To clarify my position better than the Anna Nicole foofaraw: phenomena can be “real” in some meaningful sense without having a particular specific physical reality. If, for example, you word-process a draft document and do not yet print it out, then save it, close down the computer and go do something else, that document has “real” existence – yet its physical character is simply binary code on a magnetic medium – it’s not a “document” in any sense that a librarian or semantician of 1930 would recognize as such.
Now, whatever the “physical” nature of God may be, if anything, it’s not something that is presently measurable or describable using the tools of physical science. I am convinced of His reality for the best of reasons: I underwent a classic conversion experience in which I sensed His presence quite clearly. I’ve been at pains in the past to specify that I recognize this is purely a subjective experience, and an extraordinary claim subject to the presupposition that it was a hallicination or delusion, that presupposition to be valid until rebutted. My own critical analysis of the experience suggests to me that there is valid reason to believe it was “real” as opposed to delusional – and I don’t want to write pages on why I think this right at this moment.

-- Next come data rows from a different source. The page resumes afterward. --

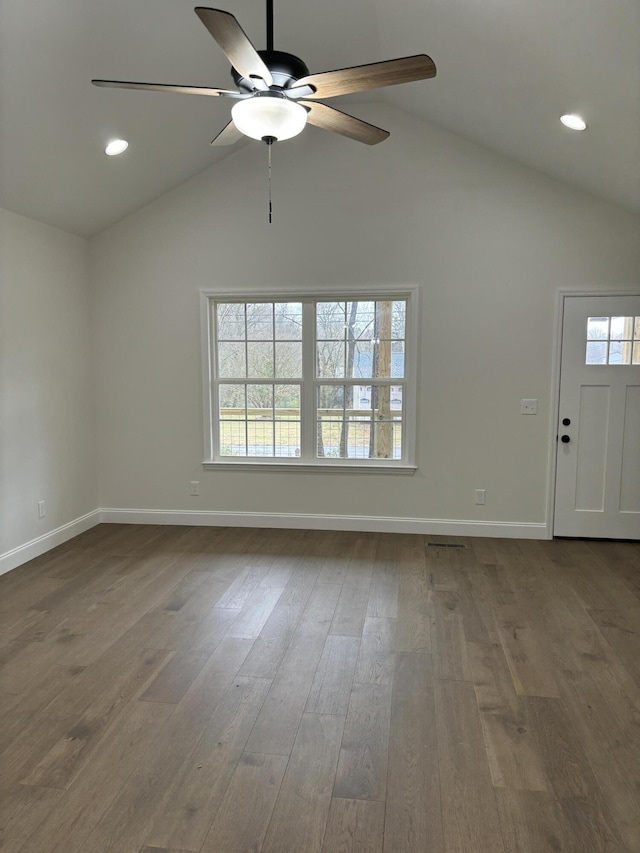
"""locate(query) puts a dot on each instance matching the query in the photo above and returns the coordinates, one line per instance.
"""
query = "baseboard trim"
(23, 553)
(367, 524)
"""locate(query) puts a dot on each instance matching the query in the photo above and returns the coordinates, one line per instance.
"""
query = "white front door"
(598, 461)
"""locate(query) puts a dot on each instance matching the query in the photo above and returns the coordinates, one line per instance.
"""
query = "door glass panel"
(596, 352)
(610, 340)
(597, 328)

I do tend to agree with AHunter on this: whatever the noumenon is, it’s not on a one-to-one point-to-point mapping with our phenomenal reality – yet that is an important element in it, and is fully real as itself. It’s simply not the whole of ‘That Which Is’ – and the modern physical/cosmological explorations into tachyons, dark matter and dark energy, and such demonstrate that the phenomenal world accessible to senses and instruments is only a part of the total nature of reality. The whole “what if anything is God” discussion needs to be assigned to that more metaphysical area of discourse.
However, here’s what I think: The Biblical accounts, naively told and mutually contradictory as they are, reference something real – but not the Zombie Jesus of the physical-resuscitation school of understanding the Resurrection. That Something is that the persona of Jesus is housed in what Paul calls “a spiritual body” – something that can function like a physiological human body but is not subject to its limitations in space and time. Supposedly, this is the future that awaits all of us-- “I am come that they might have life, and that more abundantly.” Some parts of the accounts reflect objectively “real” experiences of this Jesus – others, the more internal “Sense of the Presence of Christ” of your #3, no less real but not with objective physical referent.